今回は、民法改正を受け、債権の目的に関して改正点を1つ。
【選択債権における不能による債権の特定】
<改正前>
選択債権の目的のうち、ある一つの給付が不能な場合の取り扱いにおいては原始的不能と後発的不能とに場合分けをして考えていた。
原始的不能の場合、債権の目的は給付可能なものに特定される(旧401条1項前段)。
なぜなら、原始的に不能な給付を内容とする債権は成立しないと考えられていたためである(通説)。
後発的不能の場合、給付が不能になったことにつきどちらの当事者に過失があるかによって場合分けがされていた。
①選択権を有しない当事者の過失による場合、選択権者は不能な給付も選択可能であった(410条2項)。

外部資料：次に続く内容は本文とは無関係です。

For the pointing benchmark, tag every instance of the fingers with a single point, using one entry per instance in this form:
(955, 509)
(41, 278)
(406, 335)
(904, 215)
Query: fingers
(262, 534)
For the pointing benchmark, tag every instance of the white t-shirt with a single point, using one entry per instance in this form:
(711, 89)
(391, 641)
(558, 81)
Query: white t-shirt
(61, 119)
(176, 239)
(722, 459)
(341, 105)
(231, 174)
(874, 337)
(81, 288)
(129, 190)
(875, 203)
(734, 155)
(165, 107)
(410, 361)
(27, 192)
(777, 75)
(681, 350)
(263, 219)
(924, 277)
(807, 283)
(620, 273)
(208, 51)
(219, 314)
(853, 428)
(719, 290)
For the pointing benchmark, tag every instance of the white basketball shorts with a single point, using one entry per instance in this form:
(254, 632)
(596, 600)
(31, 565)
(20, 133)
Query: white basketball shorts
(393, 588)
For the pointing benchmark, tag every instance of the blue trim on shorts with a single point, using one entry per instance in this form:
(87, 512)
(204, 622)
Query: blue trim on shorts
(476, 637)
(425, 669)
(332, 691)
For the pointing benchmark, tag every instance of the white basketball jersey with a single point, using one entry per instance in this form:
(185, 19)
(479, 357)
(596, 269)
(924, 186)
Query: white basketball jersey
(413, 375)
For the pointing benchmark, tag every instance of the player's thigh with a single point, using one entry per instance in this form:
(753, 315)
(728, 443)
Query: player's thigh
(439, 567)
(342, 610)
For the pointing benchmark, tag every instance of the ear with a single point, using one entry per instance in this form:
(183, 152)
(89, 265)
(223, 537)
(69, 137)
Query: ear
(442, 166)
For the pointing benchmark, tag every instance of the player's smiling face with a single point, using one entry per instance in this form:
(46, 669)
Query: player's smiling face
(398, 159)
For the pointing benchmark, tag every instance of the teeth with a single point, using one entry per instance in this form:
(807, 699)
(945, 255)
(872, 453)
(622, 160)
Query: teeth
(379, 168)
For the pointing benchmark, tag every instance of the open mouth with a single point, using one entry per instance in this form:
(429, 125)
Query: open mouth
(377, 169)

②それ以外の場合、債権の目的は給付可能なものに特定される(旧401条1項後段)。
<改正後>
新法は、原始的不能の給付を内容とする債権も有効に成立するとの立場を採用している(新412条の2第2項参照)。
よって、不能が原始的なものか後発的なものかの区別をする理由がなくなった。
新法では、①選択権者自身の過失によって給付の不能が生じた場合、債権は残存する給付に特定される。
②それ以外の場合(選択権を有しない者の過失による不能や不可抗力などの誰の過失によるのではない不能)、選択権は消滅せず、不能となった給付も選択可能。
後者の場合、債権者は履行請求はできないが(新412条の2第1項)、履行不能を理由に契約を無催告解除できる(新542条1項1号)。
なお、契約の解除要件から債務者の帰責事由が外された関係で、債務者に帰責事由がないことは契約解除権に影響しない。
さらに、給付の不能につき債務者に帰責事由がある場合、債権者は履行不能に基づき損害賠償請求することができる(新415条1項・2項1号)。
原始的不能の場合も同様の旨の規定として、新412条の2第2項。